Additionally, multiple regression provides us with additional information about the Dunning-Kruger effect. The relationship between desired grades and expected grades has been corroborated. If we focused on students’ ranking, Minimum Grade variable was a significant unique predictor for low-performing students (Q1), capturing the students’ fear of failure and establishing the floor of students’ desire. Those low-performing students may be content with just a passing grade. On the other hand, high-performing students (Q4) tend to focus on Ideal Grades, as a possible desire of self-improvement.

Recent works also suggests that individuals with stronger cognitive knowledge may simply be more cautious in their self-evaluations, providing lower judgements of their performance (de Carvalho Filho, 2009), or they may avoid appearing too competent for social reasons (Schunk & Pajares, 2004). On the other hand, students who underestimate their performance ability report tend to be more conformist (Bol et al., 2005).

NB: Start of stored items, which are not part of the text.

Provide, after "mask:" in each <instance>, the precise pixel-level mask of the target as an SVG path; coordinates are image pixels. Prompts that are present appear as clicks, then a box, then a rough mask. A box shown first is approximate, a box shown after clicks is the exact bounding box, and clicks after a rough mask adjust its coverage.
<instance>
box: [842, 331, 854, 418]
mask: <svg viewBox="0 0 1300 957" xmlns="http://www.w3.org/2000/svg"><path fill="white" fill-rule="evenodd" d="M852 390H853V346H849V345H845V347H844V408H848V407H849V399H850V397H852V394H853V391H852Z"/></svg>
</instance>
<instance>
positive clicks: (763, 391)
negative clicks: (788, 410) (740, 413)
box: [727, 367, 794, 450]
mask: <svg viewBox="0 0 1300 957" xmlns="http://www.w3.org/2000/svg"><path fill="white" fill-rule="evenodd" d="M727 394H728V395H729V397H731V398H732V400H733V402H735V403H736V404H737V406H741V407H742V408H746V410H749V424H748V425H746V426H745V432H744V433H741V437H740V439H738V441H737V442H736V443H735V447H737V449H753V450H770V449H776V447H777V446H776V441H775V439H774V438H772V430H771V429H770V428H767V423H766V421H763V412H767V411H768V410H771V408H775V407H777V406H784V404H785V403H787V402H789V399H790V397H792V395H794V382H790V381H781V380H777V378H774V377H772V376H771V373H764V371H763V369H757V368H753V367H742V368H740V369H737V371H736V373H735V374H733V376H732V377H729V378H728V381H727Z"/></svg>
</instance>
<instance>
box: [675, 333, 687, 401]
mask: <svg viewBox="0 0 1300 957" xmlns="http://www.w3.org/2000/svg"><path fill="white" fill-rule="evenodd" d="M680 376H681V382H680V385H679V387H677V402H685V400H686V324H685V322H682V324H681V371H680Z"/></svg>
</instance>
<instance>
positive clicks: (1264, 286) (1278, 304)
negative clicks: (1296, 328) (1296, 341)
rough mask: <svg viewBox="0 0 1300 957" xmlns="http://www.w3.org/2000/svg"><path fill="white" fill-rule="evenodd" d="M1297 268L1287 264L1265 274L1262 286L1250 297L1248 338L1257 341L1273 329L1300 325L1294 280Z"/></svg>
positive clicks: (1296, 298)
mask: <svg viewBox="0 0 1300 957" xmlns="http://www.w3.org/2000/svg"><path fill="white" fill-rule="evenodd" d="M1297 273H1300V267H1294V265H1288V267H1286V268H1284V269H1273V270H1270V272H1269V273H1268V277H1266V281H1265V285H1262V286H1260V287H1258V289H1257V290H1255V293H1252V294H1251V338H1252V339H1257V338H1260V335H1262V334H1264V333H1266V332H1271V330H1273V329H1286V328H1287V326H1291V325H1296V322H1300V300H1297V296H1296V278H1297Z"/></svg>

However, this study presents limitations as the questionnaire had to have few questions because students had to fill it before the semester exam. Therefore, more information is needed to achieve a complete understanding of the results of this work, which precisely identifies the variables that influence both students’ perception of their competences and their academic performance. Limitations of the study include a small sample size in which the gender distribution is not equal. There are recent studies that have looked at how gender influences the Dunning-Kruger effect. However, the results are inconclusive, as the results range from no gender difference (Pirttinen et al., 2020; Rachmatullah & Ha, 2019) to women having a greater effect than men (Harrington et al., 2018; Pazicni & Bauer, 2014). Future studies on the Dunning-Kruger effect may focus on gender differences and the influence of the mentioned variables, as well as on cognitive bias. On the other hand, students who participated in this study were not split into several streams. The influence of stream on the Dunning-Kruger effect has been scarcely studied in the literature (Bewes & Sharma, 2006; Muller & Sharma, 2012). The main results indicate that the students in advanced streams showed evidence of smaller bias or were better calibrated. Finally, it is necessary to explore the development of specific interventions that target the motivations of students, in order to be effective, and to reduce the gap between expected and actual grades.